Son los empresarios que asientan su riqueza sobre mercados modernos y capital humano quienes están perdiendo la batalla sin chistar.
Siempre encasillamos a las personas en grandes categorías, pues nos hace más fácil la vida. «Negro» y «blanco», como etiquetas raciales, hacen poca referencia al color real de la piel de las personas catalogadas.
Cuando Ricardo Méndez Ruiz tacha de «comunista» a todo el que no sea su cómplice, aprovecha esta tendencia simplificadora, innata en su audiencia. Pero igual sucede cuando se dice «empresario» o «la derecha» para englobar desde gente de la Universidad Francisco Marroquín y la Cámara del Agro hasta militares retirados que hacen negocios con dinero público. Con tropos flojos construimos las claves de la defensa y el ataque político, pero hacemos un flaco servicio a la verdad.
En el empresariado hay de todo: agricultores que no han modernizado su tecnología y dependen de jornaleros pagados con hambre para exportar productos apenas elaborados; petroleros que importan la poca mano de obra experta que necesitan y procuran términos de gran ventaja en las regalías que deben al Estado; dueños de call center,que sin gente capaz de hablar inglés están metidos en un callejón sin salida; pequeños industriales que no pueden crecer, porque aquí no hay suficientes jóvenes formados para la economía del conocimiento.
Cada uno quiere algo distinto, y depende de condiciones diferentes para maximizar sus ganancias. A los más obsoletos les conviene a toda costa mantener salarios bajos, minimizar los impuestos y estrangular cualquier capacidad de control y producción del Estado, aunque se trate de invertir en la gente. Mientras tanto, los que ensayan un capitalismo moderno se truenan los dedos porque la educación pública no produce graduados capaces de contestar preguntas mínimas de matemáticas y lenguaje, y se desvelan porque el Estado no logra garantizar una fuerza de trabajo sana y sin hambre.

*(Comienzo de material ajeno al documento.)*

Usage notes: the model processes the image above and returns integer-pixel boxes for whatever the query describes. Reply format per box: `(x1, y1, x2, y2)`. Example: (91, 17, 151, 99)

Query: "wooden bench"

Con todo, estas distinciones realmente presentes son apenas visibles. No las reconocemos los comunes observadores. Peor aún, no las admiten los propios sujetos en las élites económicas. Todo lo contrario, vemos a los hijos del dinero marchando hombro con hombro, en luchas que sirven muy bien a algunos, y muy mal a los demás.
Los hechos recientes ilustran el absurdo. La arbitrariedad jurídica e institucional respaldada con ahínco por el CACIF –ente que hasta en el nombre incorpora la noción de «coordinación» entre élites– ha servido para desmontar los tímidos progresos que desde la Firma de la Paz se habían hecho por afianzar un sistema jurídico eficaz, transparente y justo. La sempiterna lucha que ha dado esa entidad contra un esquema tributario más sólido, sirve muy bien a quienes no necesitan que el Estado invierta en las personas, pero deja un trato muy malo para quienes requieren, además de mercados fluidos, gente capaz.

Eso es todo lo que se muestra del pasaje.